Kaspersky issues crucial advice for individuals and companies amid rising concerns about data security following a national telecommunication company’s ransomware attack. The guidance covers steps for individuals facing data leaks and outlines a four-step recovery process for organizations affected by ransomware, emphasizing the importance of preventive cybersecurity measures.
30 January 2024 – In the wake of escalating concerns about data security following a recent ransomware attack on a national telecommunication company, Kaspersky, a leading cybersecurity firm, has issued timely advice for individuals facing data leaks and companies grappling with ransomware attacks.
Ransomware attacks, occurring every 11 seconds and causing $20 billion in damages globally, result in substantial financial and reputational losses. A recent survey by Kaspersky revealed that 88% of company executives are willing to pay the ransom after a successful ransomware infection, highlighting the desperation of companies to retrieve their data. However, paying the ransom does not guarantee data recovery, and it can attract the attention of additional attackers.
CyberSecurity Malaysia (CSM) also discourages companies from complying with hackers’ demands and urges seeking assistance from authorities. CSM pledges to guide affected companies or refer them to international partners for further assistance.
In the event of a potential data leak, Kaspersky recommends the following steps for concerned individuals:
- Inform relevant individuals about the data compromise to avoid scams using their identity.
- Check if email accounts have been exposed using platforms like “haveibeenpwned.com.”
- Change passwords on all accounts, including security questions and PIN codes, using strong passwords.
- Secure computers and devices with antivirus and anti-malware software.
- Protect financial privacy and set up credit monitoring.
- Exercise caution in responding to requests for personal data after a data breach.
- Sign up for two-factor authentication wherever available.
- Monitor accounts for signs of new activity and address unrecognized transactions promptly.
For organizations facing ransomware attacks, Kaspersky outlines a four-step recovery process:
Step 1: Locate and Isolate
- Determine the extent of the intrusion and isolate infected computers to limit contamination.
- Create disk images of infected machines and leave them untouched during the investigation.
Step 2: Analyze and Act
- Ensure the security of the rest of the network and start the threat-hunting process.
- Analyze the ransomware, identify its entry point, and understand the groups using it.
Step 3: Clean up and Restore
- Format drives and restore data from recent clean backups for computers no longer needed for investigation.
- Decrypt files using available tools, and if needed, seek assistance from cybersecurity providers.
Step 4: Take Preventive Measures
- Install reliable protection on all network endpoints.
- Segment the network and use well-configured firewalls or next-gen firewalls.
- Utilize powerful threat-hunting tools beyond antivirus.
- Deploy a Security Information and Event Management (SIEM) system for immediate alerts.
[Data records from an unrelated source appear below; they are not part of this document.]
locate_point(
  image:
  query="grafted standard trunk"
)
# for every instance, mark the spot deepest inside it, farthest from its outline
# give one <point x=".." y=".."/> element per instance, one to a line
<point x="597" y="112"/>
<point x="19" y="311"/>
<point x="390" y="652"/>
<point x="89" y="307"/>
- Conduct regular cybersecurity awareness training for employees.
- Consider Managed Detection and Response service and Threat Intelligence for proactive monitoring and threat mitigation.
Throughout the recovery process, document actions taken for transparency, preserve evidence of the ransomware, and engage experts for assistance. Kaspersky emphasizes its commitment to supporting organizations facing such challenges and encourages proactive cybersecurity measures.